En un clin d'oeil

Le Comité d'experts sur l'évaluation des mesures de lutte contre le blanchiment des capitaux et le financement du terrorisme (MONEYVAL) est un organe de suivi permanent du Conseil de l’Europe chargé d’apprécier la conformité aux principales normes internationales en matière de lutte contre le blanchiment des capitaux et contre le financement du terrorisme et d’apprécier l’efficacité de l’application de ces normes, ainsi que de faire des recommandations aux autorités nationales concernant les améliorations nécessaires à leurs systèmes. A travers un processus dynamique d'évaluation mutuelle, l'examen par les pairs et un suivi régulier de ses rapports, MONEYVAL vise à améliorer les capacités des autorités nationales de lutter contre le blanchiment d'argent et le financement du terrorisme de manière plus efficace.

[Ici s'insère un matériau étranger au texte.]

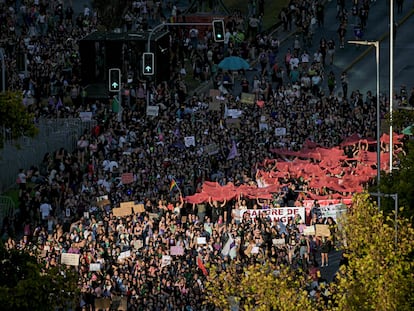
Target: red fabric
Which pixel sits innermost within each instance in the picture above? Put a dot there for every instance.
(201, 266)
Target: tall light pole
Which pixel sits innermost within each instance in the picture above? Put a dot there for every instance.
(391, 78)
(377, 46)
(3, 70)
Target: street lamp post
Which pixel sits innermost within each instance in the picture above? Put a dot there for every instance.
(376, 44)
(391, 80)
(394, 196)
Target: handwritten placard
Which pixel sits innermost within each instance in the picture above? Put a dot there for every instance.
(322, 230)
(233, 123)
(138, 208)
(137, 244)
(166, 260)
(102, 200)
(211, 149)
(95, 267)
(176, 251)
(69, 259)
(121, 211)
(127, 178)
(309, 230)
(247, 98)
(278, 241)
(153, 216)
(214, 106)
(152, 111)
(124, 255)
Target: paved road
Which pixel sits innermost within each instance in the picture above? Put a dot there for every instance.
(362, 73)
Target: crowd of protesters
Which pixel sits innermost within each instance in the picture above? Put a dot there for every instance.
(59, 205)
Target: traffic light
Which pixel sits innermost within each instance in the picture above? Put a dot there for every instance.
(218, 30)
(148, 64)
(114, 80)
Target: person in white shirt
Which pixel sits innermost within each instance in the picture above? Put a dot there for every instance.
(45, 209)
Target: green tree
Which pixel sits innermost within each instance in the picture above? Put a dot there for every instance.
(379, 273)
(25, 284)
(14, 117)
(401, 182)
(258, 287)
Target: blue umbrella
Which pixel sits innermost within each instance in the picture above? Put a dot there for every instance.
(233, 63)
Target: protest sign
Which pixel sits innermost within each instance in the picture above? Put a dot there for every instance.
(322, 230)
(255, 250)
(309, 230)
(211, 149)
(121, 211)
(334, 211)
(124, 255)
(280, 131)
(275, 214)
(127, 178)
(201, 240)
(138, 208)
(152, 111)
(95, 267)
(189, 141)
(102, 200)
(153, 216)
(176, 251)
(137, 244)
(69, 259)
(165, 260)
(247, 98)
(85, 115)
(278, 241)
(119, 303)
(102, 303)
(233, 123)
(214, 105)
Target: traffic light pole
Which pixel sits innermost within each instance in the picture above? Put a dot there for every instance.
(158, 27)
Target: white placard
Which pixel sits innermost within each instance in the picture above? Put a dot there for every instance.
(152, 111)
(69, 259)
(280, 131)
(201, 240)
(309, 230)
(189, 141)
(166, 260)
(255, 250)
(85, 115)
(95, 267)
(275, 214)
(124, 255)
(278, 241)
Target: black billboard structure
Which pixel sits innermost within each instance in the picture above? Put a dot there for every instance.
(101, 51)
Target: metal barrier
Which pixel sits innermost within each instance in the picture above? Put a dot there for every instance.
(24, 152)
(7, 208)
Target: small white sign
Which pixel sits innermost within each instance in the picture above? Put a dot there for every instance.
(201, 240)
(189, 141)
(152, 111)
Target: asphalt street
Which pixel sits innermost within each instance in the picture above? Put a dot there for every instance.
(359, 61)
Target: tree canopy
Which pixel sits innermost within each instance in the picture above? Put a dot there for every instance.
(26, 284)
(15, 118)
(378, 274)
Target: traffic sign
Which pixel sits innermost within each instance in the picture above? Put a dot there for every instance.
(114, 80)
(148, 64)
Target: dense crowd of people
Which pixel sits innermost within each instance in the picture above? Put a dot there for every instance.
(158, 258)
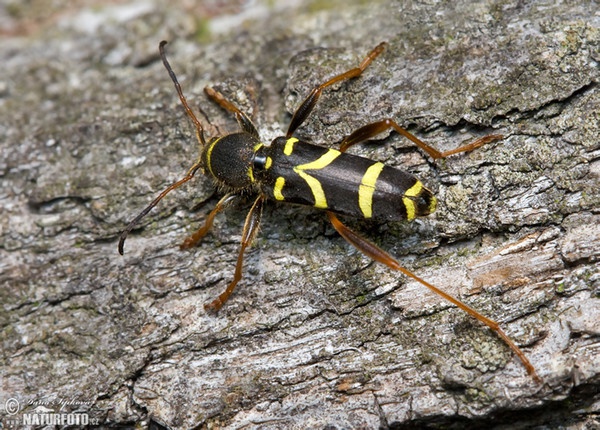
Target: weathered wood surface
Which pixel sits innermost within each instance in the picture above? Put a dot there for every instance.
(316, 335)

MONEYVAL (anciennement PC-R-EV) a été créé en 1997 et son fonctionnement est régi par les dispositions générales de la Résolution Res(2005)47 sur les comités et les organes subordonnés, leur mandat et méthodes de travail. Lors de sa réunion du 13 octobre 2010, le Comité des Ministres a adopté la Résolution CM/Res(2010)12 sur le statut du Comité d'experts sur l'évaluation des mesures de lutte contre le blanchiment des capitaux et le financement du terrorisme (MONEYVAL). Le statut élève MONEYVAL à compter du 1er Janvier 2011 au rang de mécanisme de suivi indépendant au sein du Conseil de l'Europe qui rend compte directement au Comité des Ministres. Le statut de MONEYVAL a été modifiée par la suite en 2013 par la Résolution CM/Res(2013)13 et en 2017 par la Résolution Résolution CM/Res(2017)19.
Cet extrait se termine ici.